16 de junio de 2018 11:44 AM
Imprimir

Ganadería: comederos inteligentes e índices para medir la conversión

Hay que medir la conversión para tomar mejores decisiones.

Soy médico veterinario y me desempeño como gerente comercial de Debernardi SRL, una empresa familiar que desde hace 38 años se dedica al mejoramiento genético de rodeos bovinos para la producción de carne y de leche. Además, somos productores de ciclo completo y criamos Angus en el partido de América, Buenos Aires.

Un tema que desvela a todos los que hacemos ganadería es la eficiencia de conversión, es decir, mejorar el mecanismo por el cual los animales convierten la comida en carne, leche y derivados.

Pequeños cambios que se pudieran lograr tendrían un enorme impacto en la rentabilidad del negocio.

Quiero compartir las experiencias que se están haciendo en los Estados Unidos con comederos inteligentes y el desarrollo de un nuevo índice de medición entre la industria, las asociaciones y las universidades.

Hasta ahora, la industria ganadera de los Estados Unidos ha sido muy eficiente en seleccionar animales que crecen más rápido y que producen más cantidad de kilos.

Como consecuencia de esto, si bien el stock ha disminuido, se producen muchos más kilos de carne por carcasa. Ahora bien, que hayan sido eficientes en producir más carne no quiere decir que lo hayan sido en el uso de la comida o en el uso del maíz en general.

Los animales que crecen y producen más también consumen más, porque hay una correlación positiva entre crecimiento, consumo y tamaño. Entonces, una manera de mejorar la eficiencia de conversión es empezar a medir el consumo de alimento y el aumento de peso diario de cada animal.

La novedad de los comederos inteligentes es que pueden medir exactamente lo que el animal ingiere mediante el uso de caravanas electrónicas y balanzas de alta precisión ubicadas en el camino a las aguadas; todos los días, en cada bocado.

El tema no finaliza acá y es parte de las investigaciones que se están desarrollando en Estados Unidos y en el mundo en general.

En definitiva, un animal que convierte mejor el maíz no siempre genera vacas que sean rentables y eficientes. Es decir, si dirigimos la selección únicamente por la eficiencia de conversión, haremos animales de mayor tamaño, con mayores requerimientos energéticos y metabólicos.

Por eso, la industria en ese país creó el índice Residual Feed Intake, conocido como RFI, para incorporar la eficiencia de conversión.

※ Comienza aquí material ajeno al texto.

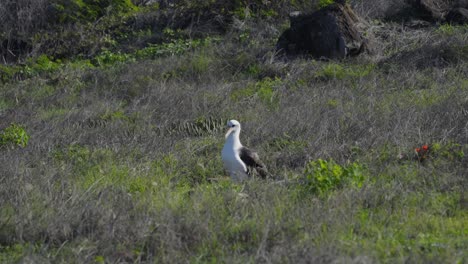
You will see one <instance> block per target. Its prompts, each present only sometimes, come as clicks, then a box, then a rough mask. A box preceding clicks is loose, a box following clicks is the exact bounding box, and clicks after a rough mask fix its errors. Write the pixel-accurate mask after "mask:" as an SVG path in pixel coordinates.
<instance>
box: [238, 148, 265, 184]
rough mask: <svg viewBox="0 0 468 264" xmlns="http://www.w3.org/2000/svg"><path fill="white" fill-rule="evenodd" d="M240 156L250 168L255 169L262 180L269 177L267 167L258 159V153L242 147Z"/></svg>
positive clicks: (254, 151) (247, 166) (244, 162)
mask: <svg viewBox="0 0 468 264" xmlns="http://www.w3.org/2000/svg"><path fill="white" fill-rule="evenodd" d="M239 156H240V158H241V160H242V162H244V163H245V165H247V167H248V168H254V169H255V170H256V171H257V172H258V174H260V176H261V177H262V178H266V177H267V176H268V171H267V169H266V166H265V164H263V162H262V161H261V160H260V158H259V157H258V154H257V152H255V151H253V150H251V149H248V148H246V147H242V148H241V149H240V153H239Z"/></svg>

ÍEl RFI surge de ensayos donde se expone a un grupo de animales a dietas de alto contenido forrajero en comedores inteligentes, donde se los mide y compara con tablas que orientan cuánto deberían haber consumido para lograr ese crecimiento.

En la comparación, se seleccionan aquellos animales que consumieron menos de lo que deberían según su crecimiento medido. El RFI detecta cuáles son los animales que utilizan menos energía para crecer y los pondera como los más eficientes.

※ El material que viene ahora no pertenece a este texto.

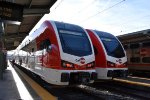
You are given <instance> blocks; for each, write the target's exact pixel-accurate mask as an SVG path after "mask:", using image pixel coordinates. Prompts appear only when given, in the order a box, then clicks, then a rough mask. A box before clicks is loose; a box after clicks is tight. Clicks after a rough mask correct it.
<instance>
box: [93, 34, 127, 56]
mask: <svg viewBox="0 0 150 100" xmlns="http://www.w3.org/2000/svg"><path fill="white" fill-rule="evenodd" d="M96 33H97V34H98V36H99V38H100V40H101V41H102V43H103V45H104V47H105V49H106V52H107V54H108V55H109V56H112V57H117V58H121V57H124V56H125V53H124V50H123V48H122V46H121V44H120V42H119V41H118V40H117V39H116V38H115V37H114V36H113V35H111V34H109V33H104V32H102V33H101V32H96Z"/></svg>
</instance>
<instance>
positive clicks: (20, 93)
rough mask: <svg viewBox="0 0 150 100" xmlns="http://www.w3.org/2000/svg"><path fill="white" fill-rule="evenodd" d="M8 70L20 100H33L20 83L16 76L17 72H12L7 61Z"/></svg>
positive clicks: (10, 68)
mask: <svg viewBox="0 0 150 100" xmlns="http://www.w3.org/2000/svg"><path fill="white" fill-rule="evenodd" d="M8 66H9V67H8V68H7V69H8V70H11V72H12V75H13V78H14V81H15V83H16V86H17V89H18V92H19V95H20V100H21V99H22V100H33V98H32V96H31V94H30V93H29V91H28V90H27V88H26V87H25V85H24V83H23V82H22V81H21V79H20V77H19V76H18V74H17V72H16V71H15V70H14V68H13V67H12V66H11V64H10V62H9V61H8Z"/></svg>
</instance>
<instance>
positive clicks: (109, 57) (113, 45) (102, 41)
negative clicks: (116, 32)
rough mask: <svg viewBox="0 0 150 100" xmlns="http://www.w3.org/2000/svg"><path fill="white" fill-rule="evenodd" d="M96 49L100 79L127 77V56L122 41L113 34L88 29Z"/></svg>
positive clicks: (90, 37)
mask: <svg viewBox="0 0 150 100" xmlns="http://www.w3.org/2000/svg"><path fill="white" fill-rule="evenodd" d="M87 32H88V34H89V36H90V38H91V40H92V43H93V47H94V51H95V66H96V72H97V74H98V76H97V77H98V79H112V78H115V77H126V76H127V74H128V68H127V57H126V53H125V50H124V48H123V46H122V45H121V43H120V41H119V40H118V39H117V38H116V37H115V36H114V35H112V34H110V33H106V32H102V31H97V30H90V29H87Z"/></svg>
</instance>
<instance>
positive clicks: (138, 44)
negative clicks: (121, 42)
mask: <svg viewBox="0 0 150 100" xmlns="http://www.w3.org/2000/svg"><path fill="white" fill-rule="evenodd" d="M139 47H140V44H139V43H135V44H130V48H131V49H137V48H139Z"/></svg>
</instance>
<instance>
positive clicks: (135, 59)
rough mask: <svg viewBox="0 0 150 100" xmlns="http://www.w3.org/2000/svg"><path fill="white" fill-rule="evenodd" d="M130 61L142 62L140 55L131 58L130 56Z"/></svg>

La información que se genera a través de estos protocolos de trabajo es enviada a las asociaciones como American Angus Association o Red Angus Association para procesar y, sobre la base de esos datos, empezar a desarrollar DEP sobre eficiencia de conversión.

Desde nuestra visión, este es un rasgo genético que puede tener un impacto enorme en la economía y que se suma a la ecuación de factores que hacen al mejoramiento genético, tal como la fertilidad, el crecimiento, la habilidad materna, la facilidad de parto o la sanidad de las pezuñas.